Something interesting happened on the first day of the taller last Wednesday. I was impressed that the majority of the women kept their word and showed up to the taller. The instructor is a sweet older woman named Conchi, and I decided immediately that I liked her tough love approach to the time commitment. I was really caught off guard, however, when a woman was barred from participating in the sewing class. Why? Because she'd learned too much already.

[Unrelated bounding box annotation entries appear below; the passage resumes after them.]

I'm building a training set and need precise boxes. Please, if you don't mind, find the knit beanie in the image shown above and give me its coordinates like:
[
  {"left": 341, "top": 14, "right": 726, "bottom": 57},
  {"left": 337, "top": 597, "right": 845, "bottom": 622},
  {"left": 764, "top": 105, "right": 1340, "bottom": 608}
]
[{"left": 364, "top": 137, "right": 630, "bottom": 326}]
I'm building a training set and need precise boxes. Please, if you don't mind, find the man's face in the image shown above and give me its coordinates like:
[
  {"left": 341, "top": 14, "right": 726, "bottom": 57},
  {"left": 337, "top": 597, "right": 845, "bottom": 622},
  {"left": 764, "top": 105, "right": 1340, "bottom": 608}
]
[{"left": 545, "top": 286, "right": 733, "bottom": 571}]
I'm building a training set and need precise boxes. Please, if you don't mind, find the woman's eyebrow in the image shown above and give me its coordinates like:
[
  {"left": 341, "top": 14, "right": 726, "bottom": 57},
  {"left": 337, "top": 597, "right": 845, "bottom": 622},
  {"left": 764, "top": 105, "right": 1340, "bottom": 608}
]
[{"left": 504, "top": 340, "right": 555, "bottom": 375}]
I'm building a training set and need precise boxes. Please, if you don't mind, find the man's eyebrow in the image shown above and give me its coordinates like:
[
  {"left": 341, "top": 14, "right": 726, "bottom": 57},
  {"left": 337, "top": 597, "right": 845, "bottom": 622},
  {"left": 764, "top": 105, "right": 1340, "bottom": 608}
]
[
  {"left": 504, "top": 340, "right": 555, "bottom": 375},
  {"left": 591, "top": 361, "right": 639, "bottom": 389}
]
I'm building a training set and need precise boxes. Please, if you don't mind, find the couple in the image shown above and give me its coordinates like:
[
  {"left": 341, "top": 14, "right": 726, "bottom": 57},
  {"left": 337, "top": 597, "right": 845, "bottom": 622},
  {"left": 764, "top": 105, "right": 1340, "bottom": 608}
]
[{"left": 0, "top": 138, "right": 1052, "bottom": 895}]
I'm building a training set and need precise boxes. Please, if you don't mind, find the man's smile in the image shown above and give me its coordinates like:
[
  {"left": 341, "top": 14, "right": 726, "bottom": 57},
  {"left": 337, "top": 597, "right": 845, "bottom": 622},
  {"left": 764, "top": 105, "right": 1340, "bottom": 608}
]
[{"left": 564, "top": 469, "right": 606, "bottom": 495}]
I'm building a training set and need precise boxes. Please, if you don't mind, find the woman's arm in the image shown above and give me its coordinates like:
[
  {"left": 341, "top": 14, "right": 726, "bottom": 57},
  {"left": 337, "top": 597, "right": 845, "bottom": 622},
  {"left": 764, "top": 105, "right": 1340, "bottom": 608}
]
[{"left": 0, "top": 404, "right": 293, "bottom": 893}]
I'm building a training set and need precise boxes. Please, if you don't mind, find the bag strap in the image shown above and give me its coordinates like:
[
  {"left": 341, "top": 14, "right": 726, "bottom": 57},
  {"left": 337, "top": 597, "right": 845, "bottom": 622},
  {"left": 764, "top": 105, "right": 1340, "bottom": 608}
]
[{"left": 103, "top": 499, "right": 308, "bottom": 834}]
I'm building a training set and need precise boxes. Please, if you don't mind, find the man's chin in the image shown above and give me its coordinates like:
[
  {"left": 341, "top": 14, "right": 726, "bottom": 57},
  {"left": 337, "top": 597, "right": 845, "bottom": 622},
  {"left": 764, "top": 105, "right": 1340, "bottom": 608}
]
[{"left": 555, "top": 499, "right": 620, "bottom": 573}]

INSAFORP, the NGO that gives the taller, has a rule that you can't participate in the same taller twice and you can't go to more than 2 or 3 overall. The idea being that these talleres are designed to provide specialized training to women, thus creating incoming generating activities in the community. If you don't start a business after the taller, you must be lazy or not willing to commit. Therefore, stop draining our resources and be gone!

But who, WHO I ask you, teaches the women how to start a business? How to keep track of costs and gains? Who teaches them about marketing or customer service? Whooooo?!

Not to mention that in order to learn something new, like sewing or cosmetology, you have to organize at least 20 women to make it worthwhile for an NGO to teach you. And so what they're suggesting is to flood the market with 20 women who can sew clothes or 20 women who can paint nails. Even if a woman does beat the odds and starts a business, she's got 19 other competitors living right next door!

So who then is supposed to be teaching business development in rural El Salvador? Answer: Peace Corps Volunteers. More specifically, COED Volunteers. But obviously we do not number great enough to reach every woman who has ever participated in a taller ever. (Fact check: there are 14 COED PCVs currently serving in El Salvador, but ~14 more will swear-in at the end of the month.) That's just foolish.

I do get frustrated as a PCV when I find out that there has already been sewing, cooking, bread making, cosmetology and school uniform making workshops that have cycled through my community, sometimes more than twice. Everything has been done! But there are no women who continued with what they learned to start a business. I have an opportunity here to teach entrepreneurship, but something else crops up in the back of my mind.

We don't have community colleges, summer camps, park districts or senior centers here in El Salvador. If you want to learn something you have to organize those 20 women and beg an NGO to come to you. And since many women stop going to school around the 7th grade, these workshops might be the only chance they get to try something new. In the US, it's so easy to sign up for a class. My grandma does Tai-Chi and chair yoga, and I think it's wonderful! It's the land of opportunity!

What's so wrong with wanting to learn something? Shouldn't we encourage these women to open their minds and challenge themselves? How dare you say this woman has "learned too much?" Has it literally become a bad thing to participate too much? I see both sides of the story, but sheesh. Even in the campo girls just want to have fun.

First day! Glad they showed up!

The sewing machines all ready to go. 

My eldest host sister, Mina. I filled out her application because she cannot read or write. They needed to put all their identifying info on the app. Mina thinks I'm camera happy.